During a critical window of early life, colonization of the gut microbiota confers long-lasting beneficial effects on immunity and health outcomes. However, the mechanisms underlying these effects are not clear.
Fang Yan, MD, PhD, and colleagues have identified a probiotic functional factor called p40. Reporting in the journal Cellular and Molecular Gastroenterology and Hepatology, they discovered that p40 enhanced the production of transforming growth factor beta (TGF-beta) through epigenetic modification in intestinal epithelial cells.

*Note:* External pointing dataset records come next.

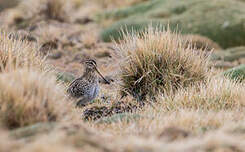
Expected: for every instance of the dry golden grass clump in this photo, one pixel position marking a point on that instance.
(200, 42)
(216, 94)
(28, 97)
(158, 61)
(18, 53)
(6, 143)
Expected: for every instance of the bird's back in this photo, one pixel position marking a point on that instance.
(84, 87)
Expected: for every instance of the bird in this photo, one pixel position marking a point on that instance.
(86, 88)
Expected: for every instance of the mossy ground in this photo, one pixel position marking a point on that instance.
(208, 116)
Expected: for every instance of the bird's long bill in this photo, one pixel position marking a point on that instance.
(102, 76)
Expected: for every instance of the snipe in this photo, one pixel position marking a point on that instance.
(86, 87)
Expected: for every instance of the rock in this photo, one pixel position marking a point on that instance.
(96, 112)
(220, 20)
(236, 73)
(125, 117)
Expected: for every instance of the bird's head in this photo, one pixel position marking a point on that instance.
(91, 66)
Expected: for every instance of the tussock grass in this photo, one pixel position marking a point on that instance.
(158, 61)
(28, 97)
(6, 143)
(216, 94)
(17, 53)
(200, 42)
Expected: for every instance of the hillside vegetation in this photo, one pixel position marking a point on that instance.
(176, 70)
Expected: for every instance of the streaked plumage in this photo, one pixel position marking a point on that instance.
(86, 87)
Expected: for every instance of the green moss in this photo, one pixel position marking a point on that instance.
(220, 20)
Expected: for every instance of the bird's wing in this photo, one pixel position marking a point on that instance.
(78, 88)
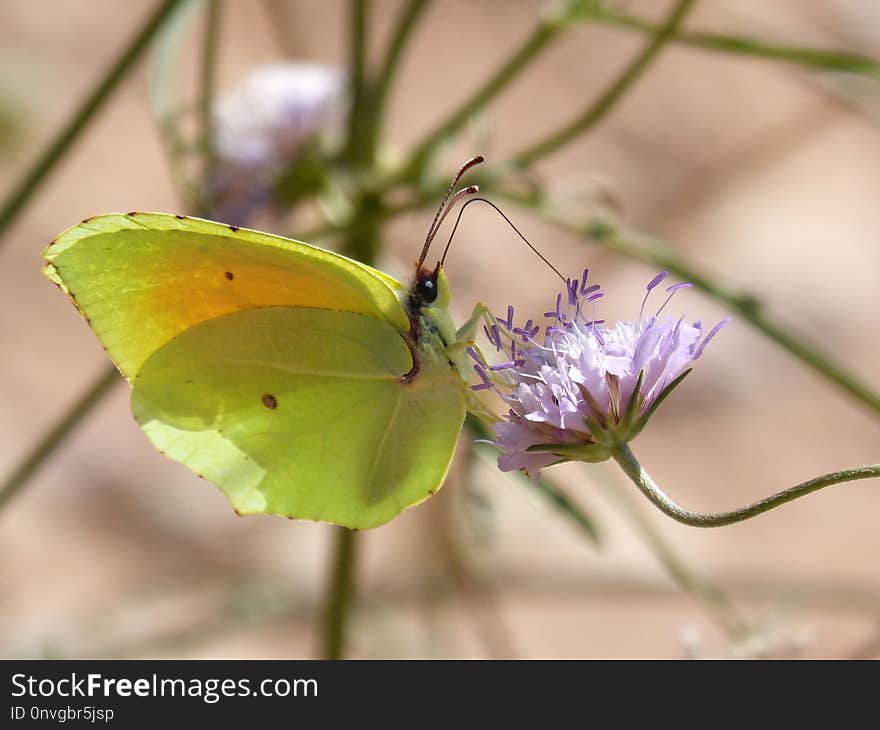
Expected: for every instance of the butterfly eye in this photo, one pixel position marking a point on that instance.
(426, 288)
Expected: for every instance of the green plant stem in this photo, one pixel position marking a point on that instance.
(362, 244)
(43, 450)
(647, 486)
(546, 31)
(207, 82)
(340, 594)
(360, 137)
(748, 307)
(32, 180)
(829, 60)
(716, 601)
(609, 98)
(408, 19)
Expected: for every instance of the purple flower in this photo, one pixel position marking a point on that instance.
(588, 387)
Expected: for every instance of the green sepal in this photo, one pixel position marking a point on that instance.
(642, 422)
(592, 453)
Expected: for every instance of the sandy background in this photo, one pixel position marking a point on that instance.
(762, 173)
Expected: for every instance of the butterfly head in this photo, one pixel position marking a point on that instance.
(430, 288)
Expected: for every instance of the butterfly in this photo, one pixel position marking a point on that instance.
(301, 382)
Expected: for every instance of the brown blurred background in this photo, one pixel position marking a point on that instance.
(764, 174)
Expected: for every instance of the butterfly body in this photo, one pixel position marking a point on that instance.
(301, 382)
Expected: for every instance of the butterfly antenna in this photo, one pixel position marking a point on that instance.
(440, 215)
(509, 222)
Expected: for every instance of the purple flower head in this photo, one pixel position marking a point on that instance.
(587, 387)
(261, 127)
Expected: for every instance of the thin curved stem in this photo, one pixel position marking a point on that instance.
(71, 419)
(647, 486)
(360, 114)
(828, 60)
(748, 307)
(716, 602)
(208, 82)
(606, 102)
(546, 31)
(408, 19)
(15, 203)
(339, 594)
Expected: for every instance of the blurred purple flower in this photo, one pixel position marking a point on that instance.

In mice in early life, p40 supplementation induced a sustained increase in TGF-beta production, which promoted differentiation of regulatory T cells and protected the gut against inflammation in adulthood. Administering antibodies that neutralized TGF-beta diminished these long-lasting effects.
The researchers concluded that exposure to p40 in early life prevents intestinal inflammation in adulthood through long-lasting epigenetic imprint on TGF-beta in intestinal epithelial cells.
These findings provide a mechanistic rationale for early p40 intervention in individuals at high risk of developing inflammatory bowel disease and other forms of intestinal inflammation.
This research was supported by the National Institutes of Health (grants DK081134, DK056008, DK054993, DK058587, CA077955, CA116087), Crohn’s and Colitis Foundation, and VUMC Digestive Disease Research Center.